Asking for help!
I almost want to choke even by the thought of it. I literally cry while I have to ask for help. It’s the ultimate vulnerability for me. The gutter, down with hell. I just want to bury myself. I am not sure if it is the fear of rejection or this is one of those childhood traumas that need immediate intervention as a matter of ICU.

I am almost certain that I am not the only one. There are so many in this category. I want to tell you something I have had repeatedly if you don’t ask the answer will always be no. But who knows if you ask? I know that’s not even a tiny bit convincing that you need to ask for help.

Mostly asking for help in some of the tiniest things. I need my luggage put off the high rack usually on a train or plane, why am I on top of my seat pulling my crop top almost above the unrestricted private boob area? Huh! Yet there is someone next to you taller than your imagination.

It is asking for help to just close a zipper and now you are doing summersaults. Carrying a whole grocery months’ shopping bag simply cause you are strong and independent. I am this kind of person and it’s totally not cute or even acceptable at all. Very personal matter that needs to be addressed.
Why do you need to cry for a whole week before you can ask someone for help with your financial situation Jane? Come on. A no is much better than a what if. It is deep engraved in me I remember I would cry just because my mum is helping me solve a math problem. Am I beyond repair?

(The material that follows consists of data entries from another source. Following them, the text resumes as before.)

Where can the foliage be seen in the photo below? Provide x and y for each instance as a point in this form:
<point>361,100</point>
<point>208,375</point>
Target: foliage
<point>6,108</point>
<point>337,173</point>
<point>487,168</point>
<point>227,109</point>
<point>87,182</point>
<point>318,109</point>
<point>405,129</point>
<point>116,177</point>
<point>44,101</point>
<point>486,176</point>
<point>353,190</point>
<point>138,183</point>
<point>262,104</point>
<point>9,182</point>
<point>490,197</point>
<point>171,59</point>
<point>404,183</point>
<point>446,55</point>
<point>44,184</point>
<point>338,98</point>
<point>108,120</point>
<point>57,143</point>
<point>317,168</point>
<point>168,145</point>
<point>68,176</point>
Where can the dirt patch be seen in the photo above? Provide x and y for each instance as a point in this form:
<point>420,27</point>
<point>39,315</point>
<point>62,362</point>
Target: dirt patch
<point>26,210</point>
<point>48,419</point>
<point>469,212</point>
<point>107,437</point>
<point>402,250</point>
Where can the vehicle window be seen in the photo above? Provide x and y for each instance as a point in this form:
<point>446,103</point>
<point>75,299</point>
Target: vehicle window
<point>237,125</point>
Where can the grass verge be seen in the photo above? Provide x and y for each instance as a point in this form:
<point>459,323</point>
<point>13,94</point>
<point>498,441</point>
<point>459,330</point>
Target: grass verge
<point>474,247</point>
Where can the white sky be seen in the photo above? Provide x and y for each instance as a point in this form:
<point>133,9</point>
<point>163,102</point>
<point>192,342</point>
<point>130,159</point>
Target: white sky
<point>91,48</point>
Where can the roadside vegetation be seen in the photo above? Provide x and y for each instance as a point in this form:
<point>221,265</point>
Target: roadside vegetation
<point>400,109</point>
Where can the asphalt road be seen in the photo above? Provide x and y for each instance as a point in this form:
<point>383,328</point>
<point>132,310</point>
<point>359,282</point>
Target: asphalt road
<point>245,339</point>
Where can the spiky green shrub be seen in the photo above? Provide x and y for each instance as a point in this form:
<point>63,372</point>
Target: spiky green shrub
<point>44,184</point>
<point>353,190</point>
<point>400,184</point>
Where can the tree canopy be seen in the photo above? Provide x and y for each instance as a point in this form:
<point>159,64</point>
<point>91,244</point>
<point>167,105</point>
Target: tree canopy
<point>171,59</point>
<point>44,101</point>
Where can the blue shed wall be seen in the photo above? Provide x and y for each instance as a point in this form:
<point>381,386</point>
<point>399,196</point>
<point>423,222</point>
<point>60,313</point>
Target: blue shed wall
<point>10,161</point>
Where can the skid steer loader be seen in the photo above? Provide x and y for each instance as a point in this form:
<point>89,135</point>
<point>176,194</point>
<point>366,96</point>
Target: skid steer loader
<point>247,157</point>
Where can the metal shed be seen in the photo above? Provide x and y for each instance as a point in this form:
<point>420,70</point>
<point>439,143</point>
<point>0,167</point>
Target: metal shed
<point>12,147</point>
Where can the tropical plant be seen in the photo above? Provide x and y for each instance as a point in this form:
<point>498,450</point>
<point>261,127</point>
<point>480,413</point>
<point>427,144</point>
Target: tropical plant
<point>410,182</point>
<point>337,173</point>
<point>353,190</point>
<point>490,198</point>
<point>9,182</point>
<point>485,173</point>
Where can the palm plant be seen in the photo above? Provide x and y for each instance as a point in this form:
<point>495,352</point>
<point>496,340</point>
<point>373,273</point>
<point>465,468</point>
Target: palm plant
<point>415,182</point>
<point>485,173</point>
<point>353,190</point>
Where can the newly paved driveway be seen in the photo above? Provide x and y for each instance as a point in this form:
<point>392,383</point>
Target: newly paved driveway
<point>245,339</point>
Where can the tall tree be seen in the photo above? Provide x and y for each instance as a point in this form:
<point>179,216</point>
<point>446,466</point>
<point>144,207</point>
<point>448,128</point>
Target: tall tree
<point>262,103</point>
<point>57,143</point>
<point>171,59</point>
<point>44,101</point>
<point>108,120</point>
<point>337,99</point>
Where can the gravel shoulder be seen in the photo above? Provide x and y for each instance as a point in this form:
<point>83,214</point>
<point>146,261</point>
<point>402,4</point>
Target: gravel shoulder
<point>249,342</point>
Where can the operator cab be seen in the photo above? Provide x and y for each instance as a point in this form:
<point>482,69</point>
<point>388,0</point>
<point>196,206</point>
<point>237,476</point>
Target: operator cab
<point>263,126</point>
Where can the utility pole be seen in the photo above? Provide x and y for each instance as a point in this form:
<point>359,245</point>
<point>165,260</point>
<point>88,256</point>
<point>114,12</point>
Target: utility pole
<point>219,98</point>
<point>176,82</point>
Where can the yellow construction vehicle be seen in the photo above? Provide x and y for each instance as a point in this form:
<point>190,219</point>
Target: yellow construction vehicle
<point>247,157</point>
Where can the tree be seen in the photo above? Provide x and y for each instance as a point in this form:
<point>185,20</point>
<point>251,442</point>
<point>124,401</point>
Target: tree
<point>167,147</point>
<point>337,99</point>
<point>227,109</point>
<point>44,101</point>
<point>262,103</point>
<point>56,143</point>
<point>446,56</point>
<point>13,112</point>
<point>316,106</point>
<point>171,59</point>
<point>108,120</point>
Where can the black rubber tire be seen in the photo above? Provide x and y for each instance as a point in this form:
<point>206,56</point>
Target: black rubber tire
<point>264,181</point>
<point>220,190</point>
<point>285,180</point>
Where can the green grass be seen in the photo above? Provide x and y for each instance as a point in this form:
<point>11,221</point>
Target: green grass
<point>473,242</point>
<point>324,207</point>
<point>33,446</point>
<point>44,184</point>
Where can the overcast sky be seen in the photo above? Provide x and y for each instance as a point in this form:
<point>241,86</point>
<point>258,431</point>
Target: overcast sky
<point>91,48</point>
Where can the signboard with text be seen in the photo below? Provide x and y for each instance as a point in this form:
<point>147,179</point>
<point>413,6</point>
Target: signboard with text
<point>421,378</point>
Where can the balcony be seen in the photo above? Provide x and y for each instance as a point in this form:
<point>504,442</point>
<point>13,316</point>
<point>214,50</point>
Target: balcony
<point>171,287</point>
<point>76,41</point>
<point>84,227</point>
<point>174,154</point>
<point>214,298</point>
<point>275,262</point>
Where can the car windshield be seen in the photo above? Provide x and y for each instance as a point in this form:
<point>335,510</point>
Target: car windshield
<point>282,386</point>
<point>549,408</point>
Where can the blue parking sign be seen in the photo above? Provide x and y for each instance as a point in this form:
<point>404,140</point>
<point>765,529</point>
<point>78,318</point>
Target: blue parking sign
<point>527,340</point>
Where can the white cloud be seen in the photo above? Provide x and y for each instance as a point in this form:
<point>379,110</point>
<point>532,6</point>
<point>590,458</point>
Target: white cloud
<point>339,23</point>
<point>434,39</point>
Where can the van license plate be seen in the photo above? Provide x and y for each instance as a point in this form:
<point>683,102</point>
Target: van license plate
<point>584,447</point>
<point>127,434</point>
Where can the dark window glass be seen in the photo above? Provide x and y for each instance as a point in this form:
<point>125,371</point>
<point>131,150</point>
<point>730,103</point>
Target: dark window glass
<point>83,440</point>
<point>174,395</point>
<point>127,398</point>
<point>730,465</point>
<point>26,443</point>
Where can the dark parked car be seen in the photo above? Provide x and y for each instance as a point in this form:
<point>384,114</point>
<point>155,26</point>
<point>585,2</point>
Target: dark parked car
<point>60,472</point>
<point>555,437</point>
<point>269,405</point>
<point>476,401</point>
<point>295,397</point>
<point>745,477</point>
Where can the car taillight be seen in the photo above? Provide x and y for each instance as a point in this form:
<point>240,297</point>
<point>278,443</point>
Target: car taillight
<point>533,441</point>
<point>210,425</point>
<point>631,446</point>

I have finally hacked a secret that I can only share with my subscribers, okay maybe a bit too much vulnerability needs support and encouragement and it is what I’m trying to tell you ,a ‘like’ a ‘comment’ and a ‘follow’ will help . This is me asking for help from you dear reader.
I will give you a hack nonetheless.
Just do it, fear will always be there, too bad! Fear never leaves, she minds your business because that is her work. It must be a her, or rather a she there is no way it is a him or rather a he or what is it gender fluid?
Just ask for help!

Thing with fear is that it holds treasures we unearth once we embrace it. My mantra this month has been “Am a stranger here, yet I shall have no fear”. It’s putting me on a ‘welcome collision course’. And I get it..asking for help mostly feels like unpeeling some skin of us and giving out to someone not knowing how they will react. Especially, for certain horoscopes. But, it pays to be vulnerable. Discreetly vulnerable.
Intuitive piece though!!Kudos!
Thank you… I like the mantra I’m a stranger here, yet I shall have no fear. I’m borrowing that.